Monday, April 4, 2016

Star Ruler - 20/20 hours

My last few hours with the game were mostly spent experimenting. I did manage to win a total victory in a 100-star map, but I found that mode of play to be highly uneven. Expanding your borders and creating new ship designs was fun, but cleaning up the various enemy empires when they inevitably declared war on you was fairly tedious. It's one of those situations where you win long before the game is formally over, but the AI can't acknowledge that, so you're stuck fighting a completely one-sided war over territory that doesn't really matter.

Normally, I enjoy that, but the slowdown that comes from trying to move hundreds of ships in a dozen different directions at once is kind of a bummer.

Luckily, Star Ruler gives you a lot of leeway setting up your game options. So I created an ultra-small galaxy with four stars and four factions.
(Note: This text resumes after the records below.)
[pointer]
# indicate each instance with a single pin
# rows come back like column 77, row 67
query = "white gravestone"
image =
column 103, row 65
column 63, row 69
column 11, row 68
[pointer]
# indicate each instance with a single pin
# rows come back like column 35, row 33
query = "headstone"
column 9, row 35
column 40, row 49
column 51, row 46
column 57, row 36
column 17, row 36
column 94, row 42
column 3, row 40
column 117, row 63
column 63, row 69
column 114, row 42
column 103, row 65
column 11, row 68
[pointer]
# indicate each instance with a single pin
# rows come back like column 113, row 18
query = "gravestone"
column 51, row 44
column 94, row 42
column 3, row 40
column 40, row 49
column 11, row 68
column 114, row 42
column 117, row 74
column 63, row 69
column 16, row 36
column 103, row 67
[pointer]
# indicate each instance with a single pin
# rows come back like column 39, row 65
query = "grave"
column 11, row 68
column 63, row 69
That was a bust because the different species quickly reached a stalemate where their defenses were basically impregnable (I once launched an assault on a planet with 180 defensive satellites, which is kind of a ridiculous number to face with the sort of force that can be assembled from a single star system).

The next thing I tried was a huge universe of 500 stars, but only 1 AI opponent. That looked to be shaping up pretty well, with each of us controlling roughly half the galaxy. Unfortunately, just as we were gearing up for our epic clash of civilizations, the game crashed.

My final experiment was to tinker with the research cost settings. You can actually adjust the cost of technology so that it scales slower than your increase in research power from advanced laboratory buildings. I tried this on a solo map with one star system, because I was curious if you could build a ringworld without a galaxy spanning economic base, provided your tech was high enough. It turns out you can, but it's trickier than it appears.

My first attempt I set the, I crashed the game, presumably due to some kind of overflow error.

My next time through, I adjusted the tech speed down quite a bit, but then I ran into another problem - my economy crashed because the cost of high-tech buildings was far too high to actually build without slight less high tech buildings, but my tech was increasing faster than the buildings could be built.

So I fiddled with the numbers again, setting the tech rate as low as it could go while still allowing for runaway geometric growth. Then I carefully micromanaged my production and research so that I could keep up with the costs. It was pretty cool. I built a ringworld in less than a second and then used the ringworld to create some things that were even more ridiculous - like a size 10 million ship which dwarfed my entire star system.

I think, if I played the game again, I would have to set the tech growth rate to either be equal to the lab growth rate or just a little bit less, so that the soft cap on tech would be in the 100+ range (as opposed to the about 30-40 levels you get on a moderately sized galaxy) because creating bizarre, game-breaking ships was definitely the best part of the experience.

I'd say that Star Ruler has two big flaws that keep it from being a truly great game. First, diplomacy is a joke. Not once was I ever able to get a decent deal from the AI. Either they'd hold out against peace even in the face of their inevitable extinction or they'd ask for rare resources far too early in the game for me to possibly have them or they'd offer redundant deals long after their available quantities of resources had ceased to be anything other than a rounding error for my empire.

The other big flaw of Star Ruler is that it's unstable as hell. Even when I wasn't trying to break the game by flaunting its sense of scale it would frequently crash or freeze for no apparent reason. I really enjoyed the game's incredible scope, but not so much that I can overlook having to restart or alt-tab out every hour or so.

I'm actually really looking forward to playing this game's sequel. From what I could gather based on the tutorials, they're actually quite different games, but if Star Ruler's spirit of bold embrace of excess carries over into a game that doesn't fall apart every time I breathe on it hard, then I will be a very happy man.